19.9.LDAP

The Lightweight Directory Access Protocol (LDAP) is a protocol for accessing online directory services. It runs directly over TCP and can be used to access a standalone LDAP directory service or a directory service maintained by X.500. A directory is type of database that stores information that is read more often that written to and so services are typically geared for high volume read access and offer simpler transaction support than general purpose databases. The LDAP directory service model is based on entries. An entry is a collection of attributes that has a "distinguished name" (DN). The DN is used to refer to the entry unambiguously. Each of the entry's attributes has a type and one or more values. The types are typically mnemonic strings, like "cn" for common name, or "mail" for email address. The values depend on what type of attribute it is: an email attribute might contain the string value "foo@bar.org". A jpegPhoto attribute would contain a photograph in binary JPEG format.

LDAP directory entries are arranged in a hierarchical tree-like structure that may reflect political, geographic and/or organizational boundaries. Hence, entries representing countries appear at the top of the tree, below them are entries representing states or national organizations, then, entries representing people, printers, documents, anything else...

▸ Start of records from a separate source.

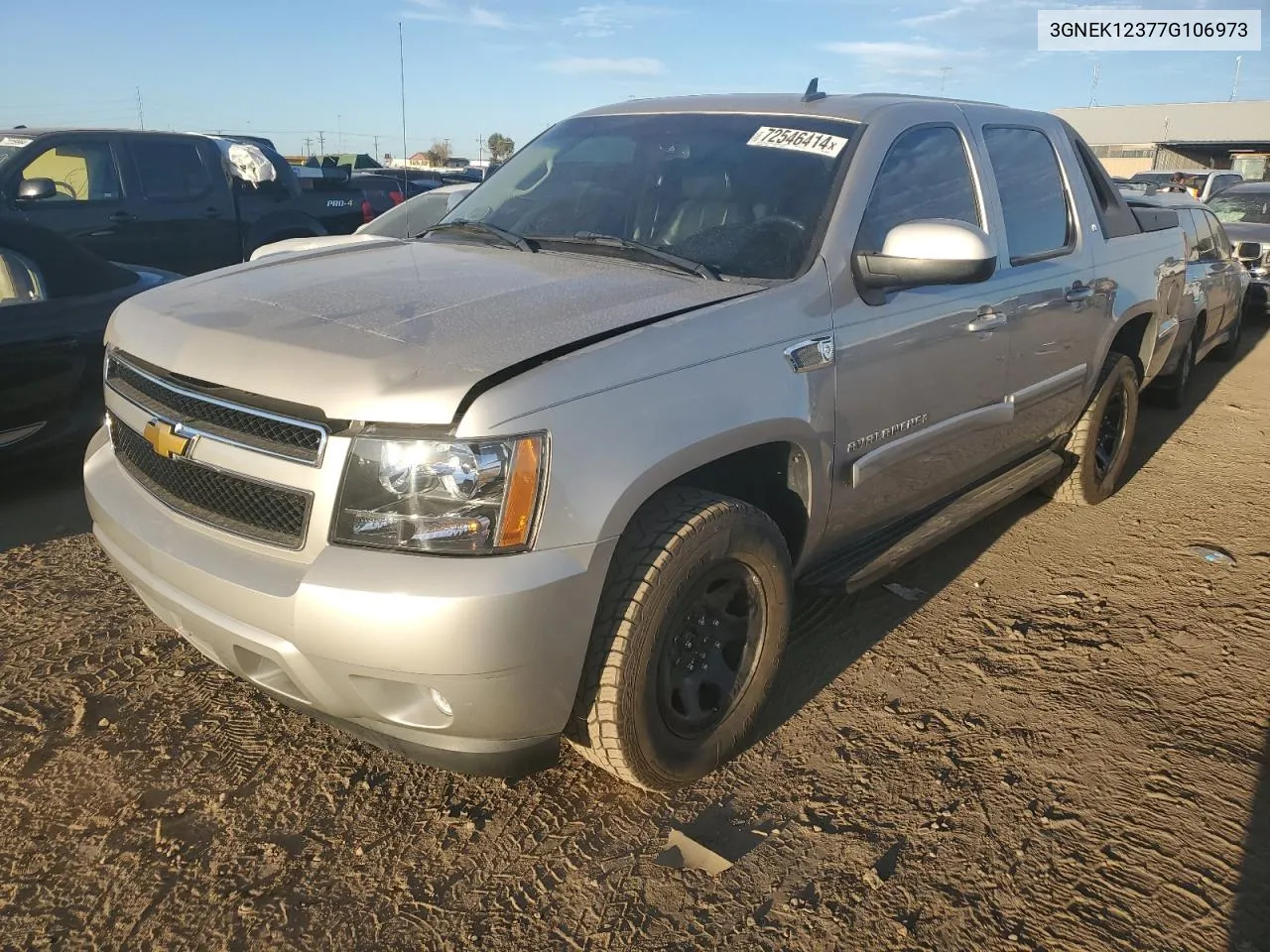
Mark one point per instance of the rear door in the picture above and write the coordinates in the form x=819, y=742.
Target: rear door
x=1225, y=267
x=1046, y=275
x=89, y=206
x=181, y=203
x=1205, y=264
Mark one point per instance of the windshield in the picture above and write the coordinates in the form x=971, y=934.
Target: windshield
x=1250, y=207
x=414, y=216
x=743, y=194
x=12, y=145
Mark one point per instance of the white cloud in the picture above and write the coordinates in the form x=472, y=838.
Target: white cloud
x=601, y=21
x=463, y=16
x=631, y=66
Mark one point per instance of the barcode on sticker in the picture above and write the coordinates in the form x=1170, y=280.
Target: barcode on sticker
x=798, y=141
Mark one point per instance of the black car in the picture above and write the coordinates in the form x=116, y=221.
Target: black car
x=160, y=199
x=55, y=299
x=1243, y=209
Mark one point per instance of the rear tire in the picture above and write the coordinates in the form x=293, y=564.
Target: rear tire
x=698, y=581
x=1101, y=442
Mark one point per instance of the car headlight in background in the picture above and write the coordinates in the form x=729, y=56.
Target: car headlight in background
x=441, y=495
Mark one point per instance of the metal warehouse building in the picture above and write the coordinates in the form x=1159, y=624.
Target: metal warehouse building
x=1130, y=139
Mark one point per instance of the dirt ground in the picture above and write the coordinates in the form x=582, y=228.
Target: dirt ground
x=1064, y=744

LDAP provides methods for authentication. Directories can be made accessible to the general public or protected however the case may be.

LDAP is made for finding people and resources on a network. It provides a completely different functionality from web searches such as yahoo or webcrawler, which work simply by text matching and often return many thousand's of entries. Using an LDAP directory to locate something however, if you know the approximate location of where it is, such as what organization and country it is in, then you can do a search and return much fewer entries. LDAP is a vendor independent open protocol. The fact that organizations can alter it to their own needs is key. Also, large companies can use it as the basis for their own more complex directory servers.

There are common misconceptions about the role of LDAP. LDAP is not intended as a replacement for local databases. They are not built to be added and modified too easily and thus would not work in a situation such as an airline reservation system. Also, LDAP is not meant to be a replacement for DNS. DNS is a specialized well used service on the Internet for matching IP addresses to real names. However databases and DNS and LDAP like most Internet services work very well in collaboration.

Virtuoso has the ability to act as an LDAP client, using built-in functions, and has been tested as a back end for the OpenLDAP server.